The Sunday Standard can reveal that Khama entourage which included his official bodyguards, Bridgette Motsepe Radebe, Malcolm X and Tshwane Malope protested against the absence of SAPS officers and the VIP treatment. SAPS officers on duty however told them that they did not have instructions to escort Khama as usual. They further advised Khama to hire a private security company.

Khama’s entourage then called Kgosi Leruo Molotlegi to ask for VIP escort. Kgosi Molotlegi however politely refused to provide VIP escort for Khama. He told the former president of Botswana that he was welcome at the Bafokeng Royal House but said he could not commit Bafokeng resources and vehicles to provide him VIP escort saying this might bring the royal house into conflict with Bafokeng tribe and the South African government.

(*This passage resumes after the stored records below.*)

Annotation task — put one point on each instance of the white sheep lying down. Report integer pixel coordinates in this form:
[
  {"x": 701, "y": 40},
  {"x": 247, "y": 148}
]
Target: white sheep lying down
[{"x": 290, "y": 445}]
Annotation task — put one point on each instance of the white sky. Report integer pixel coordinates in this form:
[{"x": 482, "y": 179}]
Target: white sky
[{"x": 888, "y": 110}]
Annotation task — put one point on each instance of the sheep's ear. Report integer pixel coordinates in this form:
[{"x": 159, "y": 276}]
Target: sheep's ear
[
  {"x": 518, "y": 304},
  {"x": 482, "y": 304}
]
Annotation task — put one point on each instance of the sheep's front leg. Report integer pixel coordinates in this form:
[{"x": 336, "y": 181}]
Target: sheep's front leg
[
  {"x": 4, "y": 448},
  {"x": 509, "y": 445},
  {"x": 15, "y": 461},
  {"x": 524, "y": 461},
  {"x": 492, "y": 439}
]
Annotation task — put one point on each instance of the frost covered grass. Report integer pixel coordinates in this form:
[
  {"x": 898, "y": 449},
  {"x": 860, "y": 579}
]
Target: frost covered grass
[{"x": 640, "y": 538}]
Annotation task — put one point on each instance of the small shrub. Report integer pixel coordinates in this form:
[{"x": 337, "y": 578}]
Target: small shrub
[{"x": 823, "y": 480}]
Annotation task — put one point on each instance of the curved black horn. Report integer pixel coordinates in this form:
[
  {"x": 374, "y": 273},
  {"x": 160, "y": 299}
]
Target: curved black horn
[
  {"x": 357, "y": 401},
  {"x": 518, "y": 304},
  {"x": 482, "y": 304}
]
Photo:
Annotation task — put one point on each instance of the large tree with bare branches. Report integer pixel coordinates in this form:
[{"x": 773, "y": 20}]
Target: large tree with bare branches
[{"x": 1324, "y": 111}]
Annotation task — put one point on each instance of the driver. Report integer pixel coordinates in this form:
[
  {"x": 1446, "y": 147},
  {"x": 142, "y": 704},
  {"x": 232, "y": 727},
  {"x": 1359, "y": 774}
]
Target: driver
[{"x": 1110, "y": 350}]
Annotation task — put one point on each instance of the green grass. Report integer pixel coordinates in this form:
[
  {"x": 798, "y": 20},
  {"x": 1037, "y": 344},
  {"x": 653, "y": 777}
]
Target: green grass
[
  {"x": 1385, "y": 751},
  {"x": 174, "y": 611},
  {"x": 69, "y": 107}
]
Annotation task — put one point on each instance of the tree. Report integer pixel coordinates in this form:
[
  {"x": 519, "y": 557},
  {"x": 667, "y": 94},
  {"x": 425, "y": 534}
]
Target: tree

Bridgette Motsepe Radebe then arranged two vehicles with security officers from one of her local mining companies to take charge of Khama’s security to-and-from the Bafokeng Royal House.

The SAPS’s decision to withdraw Khama’s VIP escort is believed to be in line with the South African government’s recent pronouncement in which it distanced itself from Bridgette Motsepe Radebe’s campaign to topple President Mokgweetsi Masisi.

South Africa’s Minister of International Relations and Cooperation Lindiwe Sisulu was in Gaborone on 19th April as President Cyril Ramaphosa’s envoy to assure President Masisi that the South African government is not party to Motsepe-Radebe’s campaign.

Sisulu told a subsequent press conference in South Africa that her task was to convey to President Masisi that relations between South Africa remained “extremely solid.”

“What the President of Botswana indicated was that he was very happy that an envoy had been sent to Botswana to give the necessary assurances, but that he had no doubt that the government of South Africa had no role in anything that might have appeared in the media,” Sisulu said.